一読してみましたが、通達の内容を非常にわかりやすく解説しています。そして、こういう思想で川づくりが行われれば、無駄に消えていく生き物は今よりだいぶ少なくなるのではないかと今後に希望が持てるものになっています。川の生き物に関わっている方なら読むとなるほどと思う部分が多いでしょう。値段は500円とお安いので河川技術者のみならず、生き物方面の方にも一読をオススメします。印刷版と電子版があるみたいです。電子版の購入はこちら→リンク。印刷版はたぶん出版社に問い合わせたら良いだろうと思います。

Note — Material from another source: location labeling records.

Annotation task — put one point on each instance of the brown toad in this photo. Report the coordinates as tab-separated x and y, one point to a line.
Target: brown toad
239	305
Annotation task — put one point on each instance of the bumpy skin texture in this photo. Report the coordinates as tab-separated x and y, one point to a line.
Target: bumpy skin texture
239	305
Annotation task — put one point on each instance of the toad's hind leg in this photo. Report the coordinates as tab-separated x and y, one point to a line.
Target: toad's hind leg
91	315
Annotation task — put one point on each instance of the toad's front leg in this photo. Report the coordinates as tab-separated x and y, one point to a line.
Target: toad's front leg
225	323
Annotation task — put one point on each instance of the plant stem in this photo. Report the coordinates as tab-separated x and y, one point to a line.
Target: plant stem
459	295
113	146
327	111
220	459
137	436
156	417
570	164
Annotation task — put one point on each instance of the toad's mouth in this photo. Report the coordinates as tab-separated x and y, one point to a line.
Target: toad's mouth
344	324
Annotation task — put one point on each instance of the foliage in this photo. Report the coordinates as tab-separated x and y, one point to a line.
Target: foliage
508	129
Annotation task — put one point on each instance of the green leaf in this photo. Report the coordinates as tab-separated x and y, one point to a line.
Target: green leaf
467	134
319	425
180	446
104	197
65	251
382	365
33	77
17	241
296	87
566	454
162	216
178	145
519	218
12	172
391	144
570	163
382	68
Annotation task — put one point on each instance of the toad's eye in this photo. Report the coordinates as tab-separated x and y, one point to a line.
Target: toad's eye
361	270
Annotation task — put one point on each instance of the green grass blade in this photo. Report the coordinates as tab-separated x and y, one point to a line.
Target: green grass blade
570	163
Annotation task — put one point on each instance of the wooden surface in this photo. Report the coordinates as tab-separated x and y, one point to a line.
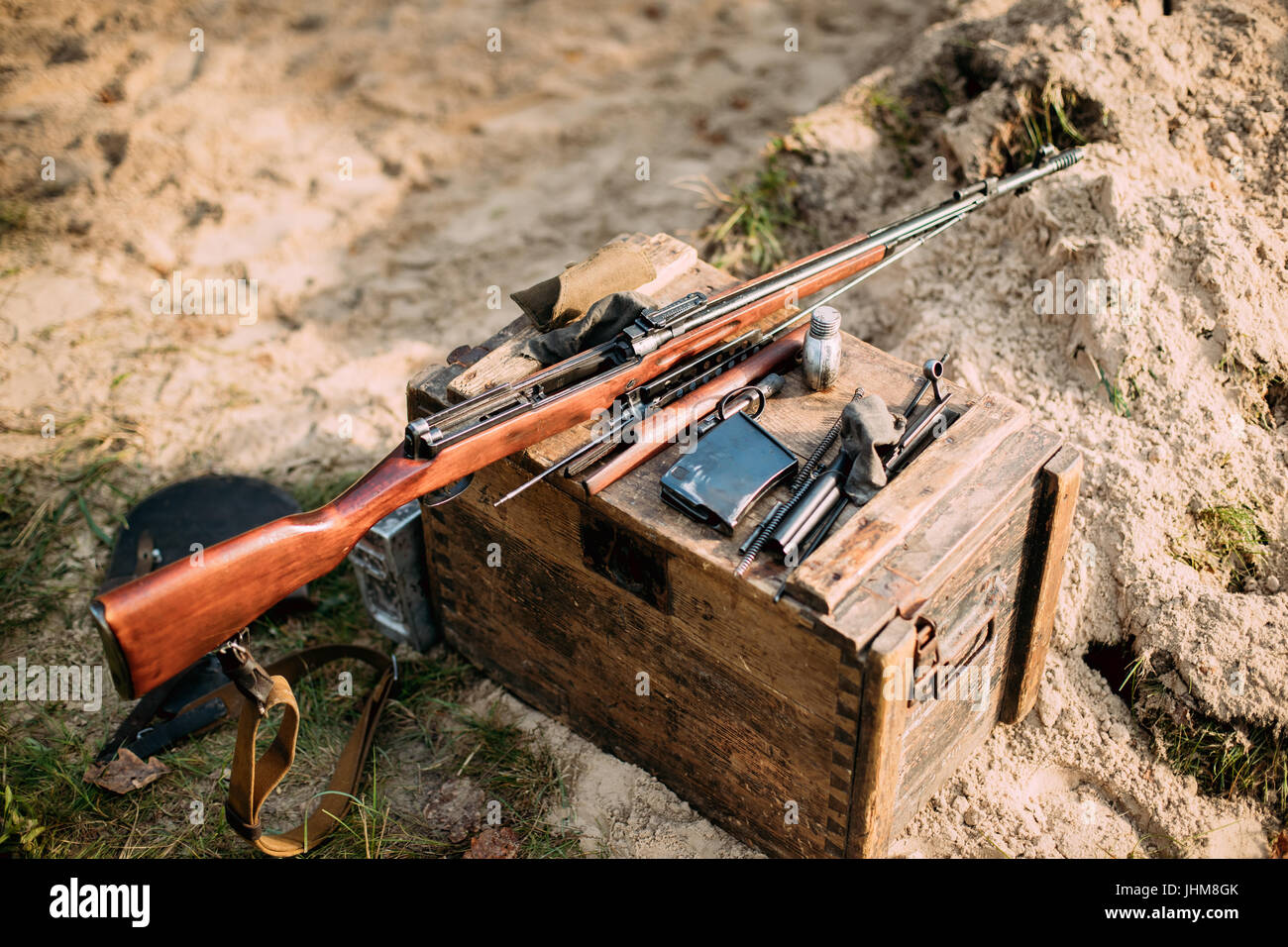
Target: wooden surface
884	712
1061	478
755	706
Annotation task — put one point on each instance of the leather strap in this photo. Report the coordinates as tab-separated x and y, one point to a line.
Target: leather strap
253	780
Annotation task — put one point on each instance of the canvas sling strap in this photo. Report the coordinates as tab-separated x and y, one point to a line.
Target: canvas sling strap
252	694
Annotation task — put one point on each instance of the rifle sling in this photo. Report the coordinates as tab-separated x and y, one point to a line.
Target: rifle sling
253	780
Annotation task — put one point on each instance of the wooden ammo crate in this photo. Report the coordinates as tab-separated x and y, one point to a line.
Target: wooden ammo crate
802	727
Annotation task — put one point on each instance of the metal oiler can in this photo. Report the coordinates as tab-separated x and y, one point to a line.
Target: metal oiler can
822	351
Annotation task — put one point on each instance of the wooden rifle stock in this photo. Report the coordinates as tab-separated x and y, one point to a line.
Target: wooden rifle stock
158	625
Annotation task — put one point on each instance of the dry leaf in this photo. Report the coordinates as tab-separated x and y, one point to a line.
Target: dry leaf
494	843
125	774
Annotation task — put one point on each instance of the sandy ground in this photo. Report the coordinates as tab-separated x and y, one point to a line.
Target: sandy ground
475	169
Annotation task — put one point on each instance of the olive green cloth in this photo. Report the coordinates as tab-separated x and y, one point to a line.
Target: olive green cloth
867	424
605	318
566	298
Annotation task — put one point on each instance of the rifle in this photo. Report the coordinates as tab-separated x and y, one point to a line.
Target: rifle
159	624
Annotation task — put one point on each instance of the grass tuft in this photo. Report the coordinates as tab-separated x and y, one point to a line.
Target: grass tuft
1231	543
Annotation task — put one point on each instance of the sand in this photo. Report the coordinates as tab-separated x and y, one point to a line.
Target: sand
475	169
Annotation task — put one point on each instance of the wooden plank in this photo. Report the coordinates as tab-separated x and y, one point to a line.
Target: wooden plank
716	727
962	521
941	732
861	543
1061	478
884	711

ただし、先日某シンポジウムで著者が、「この通達に従って川づくりをすれば優良可の三段階で良はとれるだろうけれども、優をとるにはやはりそれぞれの川の個性を良く知ってさらに工夫する努力をしなければならない」、というようなことを言っていました。一律の基準に従い治水だけを考えて河川の改変を行う時代は終了しつつあり、その川の個性や生息している生物に考慮した柔軟な思想が今後必要とされてくるのだろうと思います。今いる生物は最低限現状維持、10年20年後には今よりもはるかに多くの生物が人間と共存していくようにしようというのがこの間の某国際会議で決まったことであると思います。川にはたくさんの生物が生活していますから、地方行政にいる河川担当者がふるう采配は今後とても重要になってくるはずです。
さいきんは立場上川の方面にかかわることも多いのですが、こういうわかりやすい本を片手に河川の技術者と協議が出来るのはありがたいです。国●省もこう言ってるんだから何とかしていきましょうよ、とか言える時代が来るとは・・・。あとは●●省がなんとかなってくれれば・・。